Traverse City Record-Eagle

Food

June 21, 2012

Cooking on Deadline: Chicken Curry

My goal was simple — a rich, boldly seasoned chicken curry suitable for summer. In other words, I wanted all the deep, savory flavors of tender chicken bathed in a highly seasoned sauce, but in a form that I could slap on the grill and eat at an all-American barbecue.

So I came up with this dish, which bathes boneless, skinless chicken thighs in a delicious curry marinade.

Grilled Chicken Curry With Curry Cream Sauce

1 c. chicken broth

1 small yellow onion, quartered

½ head garlic, cloves peeled

1-inch chunk fresh ginger

1-inch chunk fresh turmeric

2 sprigs fresh curry leaves

2-inch cinnamon stick

½ t. cumin seeds

½ t. black peppercorns

¼ t. ground coriander

1 t. salt

Juice of ½ lemon

¼ c. honey

1 ½ lbs. boneless, skinless chicken thighs

1 c. low-fat sour cream

In a blender, combine the chicken broth, onion, garlic, ginger, turmeric, curry leaves, cinnamon stick, cumin seeds, peppercorns, coriander, salt, lemon juice and honey. Puree until very smooth. Transfer a third of the mixture to a small saucepan and set aside.

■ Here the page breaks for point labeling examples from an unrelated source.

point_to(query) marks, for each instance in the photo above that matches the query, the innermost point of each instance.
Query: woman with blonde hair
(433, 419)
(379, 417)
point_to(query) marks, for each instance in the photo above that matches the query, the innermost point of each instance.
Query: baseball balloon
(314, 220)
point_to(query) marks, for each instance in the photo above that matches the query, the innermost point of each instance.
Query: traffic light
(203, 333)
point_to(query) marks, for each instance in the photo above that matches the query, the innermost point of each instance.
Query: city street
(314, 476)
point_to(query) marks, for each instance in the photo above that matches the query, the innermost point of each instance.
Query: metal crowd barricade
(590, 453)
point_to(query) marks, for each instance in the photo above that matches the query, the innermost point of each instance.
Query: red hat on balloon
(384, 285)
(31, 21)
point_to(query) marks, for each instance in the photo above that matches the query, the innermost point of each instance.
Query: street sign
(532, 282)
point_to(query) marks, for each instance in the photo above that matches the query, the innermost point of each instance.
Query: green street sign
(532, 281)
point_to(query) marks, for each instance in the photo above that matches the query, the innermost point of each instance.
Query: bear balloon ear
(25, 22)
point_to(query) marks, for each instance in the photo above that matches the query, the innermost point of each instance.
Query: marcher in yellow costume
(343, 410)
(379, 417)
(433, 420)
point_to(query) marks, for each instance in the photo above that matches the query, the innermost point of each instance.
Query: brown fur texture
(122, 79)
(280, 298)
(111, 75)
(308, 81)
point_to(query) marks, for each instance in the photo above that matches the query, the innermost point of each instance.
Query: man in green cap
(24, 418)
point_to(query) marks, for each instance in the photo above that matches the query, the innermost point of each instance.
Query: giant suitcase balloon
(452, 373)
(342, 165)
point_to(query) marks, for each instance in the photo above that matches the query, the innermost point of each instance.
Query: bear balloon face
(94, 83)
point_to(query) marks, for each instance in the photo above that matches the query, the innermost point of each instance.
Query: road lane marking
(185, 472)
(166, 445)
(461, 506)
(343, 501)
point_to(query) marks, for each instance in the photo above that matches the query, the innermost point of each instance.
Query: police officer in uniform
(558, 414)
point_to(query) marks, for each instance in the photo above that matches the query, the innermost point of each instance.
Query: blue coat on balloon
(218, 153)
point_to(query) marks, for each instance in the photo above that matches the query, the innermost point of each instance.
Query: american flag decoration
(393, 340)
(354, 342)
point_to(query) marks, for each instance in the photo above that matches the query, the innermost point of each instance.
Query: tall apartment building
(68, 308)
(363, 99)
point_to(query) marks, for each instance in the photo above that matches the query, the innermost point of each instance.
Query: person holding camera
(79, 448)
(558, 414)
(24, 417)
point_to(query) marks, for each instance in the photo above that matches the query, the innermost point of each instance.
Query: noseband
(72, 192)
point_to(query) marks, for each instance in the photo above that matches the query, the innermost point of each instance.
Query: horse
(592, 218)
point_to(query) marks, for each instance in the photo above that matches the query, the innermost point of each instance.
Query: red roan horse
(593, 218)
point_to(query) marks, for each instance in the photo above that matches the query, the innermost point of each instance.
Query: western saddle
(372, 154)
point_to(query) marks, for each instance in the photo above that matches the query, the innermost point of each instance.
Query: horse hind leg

Pour the remaining mixture in a large zip-close plastic bag. Add the chicken thighs, then seal the bag and gently massage to ensure all of the meat is coated by the marinade. Refrigerate for at least 30 minutes, or up to overnight.

Meanwhile, set the saucepan of reserved marinade over medium heat. Bring to a simmer and cook until reduced and quite thick, about 10 minutes. Set aside to cool.

When ready to cook, heat the grill to medium-high. Coat the grates with oil using an oil-soaked paper towel grasped with tongs.

Remove the chicken from the marinade. Discard the marinade. Place the chicken on the grill and cook for 6 to 7 minutes per side, or until the meat reaches 165 F.

While the chicken cooks, in a small bowl combine the reserved marinade and the sour cream. To serve, drizzle the sour cream mixture over the chicken. Makes 4 servings.

Nutrition information per serving (values are rounded to the nearest whole number): 540 calories; 230 calories from fat (43 percent of total calories); 25 g fat (9 g saturated; 0 g trans fats); 180 mg cholesterol; 30 g carbohydrate; 48 g protein; 2 g fiber; 820 mg sodium.